Pemohon pra peradilan, Joenoes Rahardjo (kanan) berdiskusi bersama dengan kuasa hukumnya, Kardiansyah Afkar. Foto: dok

 

FOKUSLINTAS.com – Seorang warga Kecamatan Serengan, Joenoes Rahardjo menggugat pra peradilan terkait kesaksian palsu yang dilakukan adik kandungnya, Setia Budi Rahardjo dan istrinya Sandrawati Gunawan. Gugatan yang telah didaftarkan di Pengadilan Negeri (PN) Kota Solo ini akan mulai digelar pada Senin (7/12) mendatang.

“Kami melihat di sini ada kejanggalan terkait dengan penghentian penyidikan dengan dikeluarkannya Surat Perintah Penghentian Penyidikan (SP3) oleh Satreskrim Polresta Solo,” terang kuasa hukum Pemohon, Kardiansyah Afkar kepada wartawan, Kamis (3/12).

Menurut Afkar, Setia Budi Rahardjo dan istrinya Sandrawati Gunawan telah memberikan keterangan palsu dalam persidangan kasus pengeroyokan yang dilakukan oleh kliennya. Dalam proses persidangan itu mereka memberikan keterangan palsu di bawah sumpah bahwa kliennya melakukan pemukulan. Akibatnya, kliennya terpaksa menjalani hukuman penjara selama empat bulan. Atas dasar itu, dia melaporkan keduanya ke Satreskrim Polresta Solo atas dugaan memberikan sumpah palsu di proses persidangan tersebut.

“Dalam prosesnya dikeluarkan Surat Pemberitahuan Perkembangan Hasil Penyelidikan (SP2HP). Sehingga, menyatakan dinaikan dari tahap penyelidikan ke penyidikan karena adanya bukti yang cukup. Tapi, kenapa tiba-tiba dikeluarkan SP3 dengan alasan tidak cukup bukti. Artinya apa? keterangan yang sangat kontradiktif ini,” tegas Afkar.

Pihaknya juga melihat adanya kejanggalan lain kasus yang dihadapi kliennya tersebut. Yakni, dalam proses penyidikan. Dimana, ada keterangan ahli yang justru tidak digunakan oleh penyidik. Padahal, ahli tersebut adalah permintaan dari penyidik. Dengan adanya itu, pihaknya mempertanyakan objektivitas penyidik.
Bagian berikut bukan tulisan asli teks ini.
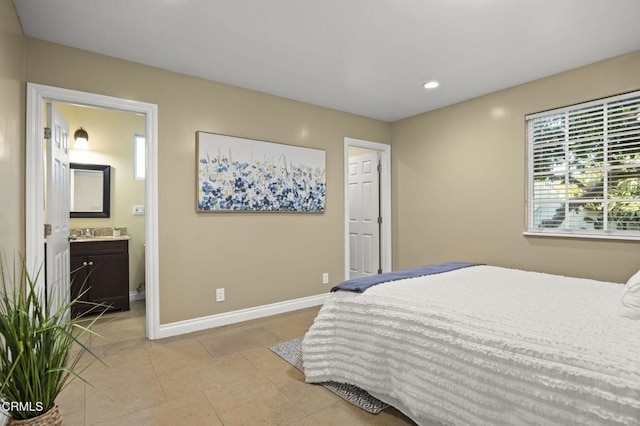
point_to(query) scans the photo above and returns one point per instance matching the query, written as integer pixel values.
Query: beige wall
(111, 135)
(257, 258)
(12, 131)
(458, 177)
(459, 181)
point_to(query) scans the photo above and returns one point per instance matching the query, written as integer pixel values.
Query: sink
(83, 239)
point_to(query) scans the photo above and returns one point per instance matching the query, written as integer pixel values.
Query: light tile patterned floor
(223, 376)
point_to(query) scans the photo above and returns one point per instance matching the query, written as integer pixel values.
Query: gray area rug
(291, 352)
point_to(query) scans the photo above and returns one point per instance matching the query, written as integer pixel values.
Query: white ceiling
(368, 57)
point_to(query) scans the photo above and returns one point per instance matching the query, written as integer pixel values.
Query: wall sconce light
(81, 138)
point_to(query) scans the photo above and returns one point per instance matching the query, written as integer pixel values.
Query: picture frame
(235, 174)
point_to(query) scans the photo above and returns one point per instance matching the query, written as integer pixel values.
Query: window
(139, 150)
(584, 169)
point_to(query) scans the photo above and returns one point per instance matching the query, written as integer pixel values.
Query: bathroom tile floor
(223, 376)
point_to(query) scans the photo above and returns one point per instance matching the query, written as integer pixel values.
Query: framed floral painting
(246, 175)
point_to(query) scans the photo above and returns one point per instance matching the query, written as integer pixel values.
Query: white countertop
(99, 238)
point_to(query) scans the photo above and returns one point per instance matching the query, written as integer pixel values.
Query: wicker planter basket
(52, 417)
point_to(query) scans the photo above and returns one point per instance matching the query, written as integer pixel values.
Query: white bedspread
(484, 345)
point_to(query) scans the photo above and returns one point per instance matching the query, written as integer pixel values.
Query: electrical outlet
(220, 295)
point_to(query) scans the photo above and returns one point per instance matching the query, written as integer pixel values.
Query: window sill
(584, 236)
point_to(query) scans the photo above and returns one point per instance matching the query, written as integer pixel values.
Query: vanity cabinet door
(110, 280)
(100, 274)
(79, 284)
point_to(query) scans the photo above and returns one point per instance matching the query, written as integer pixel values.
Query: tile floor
(224, 376)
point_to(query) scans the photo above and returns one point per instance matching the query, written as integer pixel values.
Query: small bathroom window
(139, 164)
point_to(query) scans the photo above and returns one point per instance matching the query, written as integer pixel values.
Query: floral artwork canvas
(237, 174)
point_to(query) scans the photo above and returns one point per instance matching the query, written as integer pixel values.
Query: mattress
(484, 345)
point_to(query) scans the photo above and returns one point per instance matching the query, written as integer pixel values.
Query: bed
(486, 345)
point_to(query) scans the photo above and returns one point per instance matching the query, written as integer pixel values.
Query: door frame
(37, 95)
(385, 200)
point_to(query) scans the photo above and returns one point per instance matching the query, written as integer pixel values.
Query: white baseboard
(136, 295)
(218, 320)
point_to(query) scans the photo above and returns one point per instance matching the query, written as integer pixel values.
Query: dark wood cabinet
(100, 274)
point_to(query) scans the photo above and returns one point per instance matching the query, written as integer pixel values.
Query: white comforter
(484, 345)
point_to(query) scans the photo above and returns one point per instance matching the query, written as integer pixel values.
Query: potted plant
(40, 350)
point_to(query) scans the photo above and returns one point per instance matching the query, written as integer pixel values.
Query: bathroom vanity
(100, 268)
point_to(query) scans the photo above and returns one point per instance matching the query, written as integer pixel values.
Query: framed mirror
(90, 191)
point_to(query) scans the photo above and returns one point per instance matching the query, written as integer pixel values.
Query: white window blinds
(584, 169)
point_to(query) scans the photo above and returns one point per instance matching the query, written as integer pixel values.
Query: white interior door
(57, 210)
(364, 211)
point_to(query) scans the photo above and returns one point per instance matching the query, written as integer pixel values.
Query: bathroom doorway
(37, 97)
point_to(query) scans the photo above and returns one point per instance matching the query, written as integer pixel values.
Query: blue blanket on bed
(361, 284)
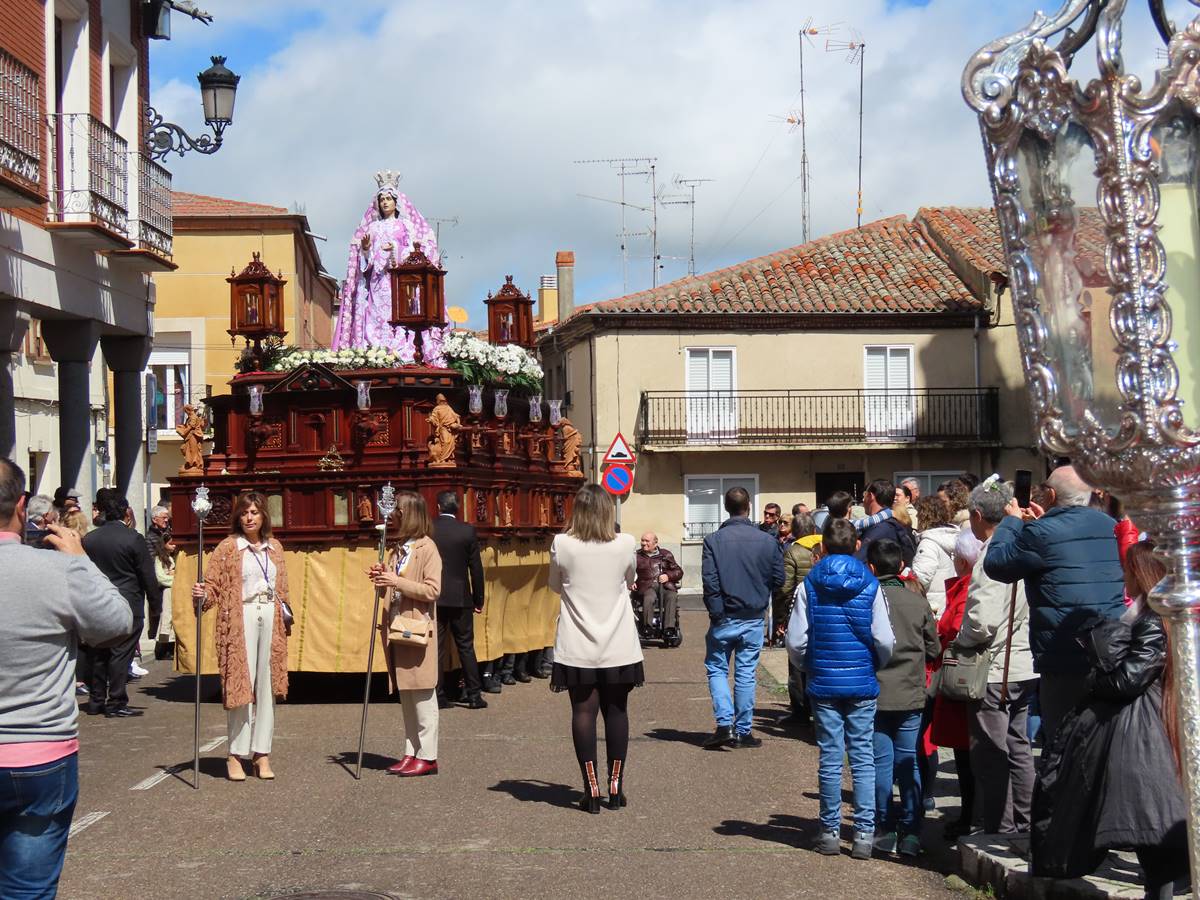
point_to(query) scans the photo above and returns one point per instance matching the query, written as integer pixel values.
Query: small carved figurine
(444, 427)
(192, 432)
(366, 509)
(571, 444)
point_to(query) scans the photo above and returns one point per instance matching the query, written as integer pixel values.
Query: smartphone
(1024, 485)
(36, 537)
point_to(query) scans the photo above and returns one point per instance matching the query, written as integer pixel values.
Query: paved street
(499, 821)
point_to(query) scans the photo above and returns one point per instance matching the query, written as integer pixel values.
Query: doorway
(828, 483)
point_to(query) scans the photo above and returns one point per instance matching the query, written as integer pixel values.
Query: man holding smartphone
(48, 603)
(1068, 561)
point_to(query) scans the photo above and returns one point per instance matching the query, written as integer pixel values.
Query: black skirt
(564, 677)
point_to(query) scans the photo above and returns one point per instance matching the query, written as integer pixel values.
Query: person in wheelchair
(658, 576)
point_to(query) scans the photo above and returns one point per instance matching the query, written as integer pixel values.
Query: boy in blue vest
(840, 634)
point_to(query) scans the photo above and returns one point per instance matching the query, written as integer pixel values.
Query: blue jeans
(36, 804)
(845, 727)
(895, 761)
(743, 640)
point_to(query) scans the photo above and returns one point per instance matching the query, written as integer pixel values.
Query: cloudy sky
(486, 107)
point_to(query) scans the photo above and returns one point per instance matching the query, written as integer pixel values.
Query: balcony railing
(150, 220)
(90, 173)
(931, 415)
(19, 108)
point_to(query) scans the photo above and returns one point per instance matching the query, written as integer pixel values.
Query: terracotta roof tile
(198, 204)
(972, 233)
(887, 267)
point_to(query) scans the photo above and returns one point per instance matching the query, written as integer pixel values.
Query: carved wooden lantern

Keterangan ahli yang secara institusional diminta oleh penyidik tidak dipakai.

“Kalau saya boleh mengatakan itu dihilangkan, tidak pernah dimunculkan. Artinya objektivitas penyidik kami pertanyakan dalam perkara,” kata Afkar.

Sementara itu, Kastreskrim Polresta Solo AKP Purbo Adjar Waskito saat ditemui wartawan mengatakan, syarat materiil dan formil penegakan hukum harus dipenuhi semua.

“Termasuk kita melihat perkara hukum itu penyidik tidak bermain sendiri. Kita juga melibatkan ahli,” kata Purbo.

Dia mengungkapkan, apabila bukti-bukti dan keterangan ahli apabila sesuai dengan Kitab Undang-undang Hukum Pidana (KUHP) yakni dua alat bukti.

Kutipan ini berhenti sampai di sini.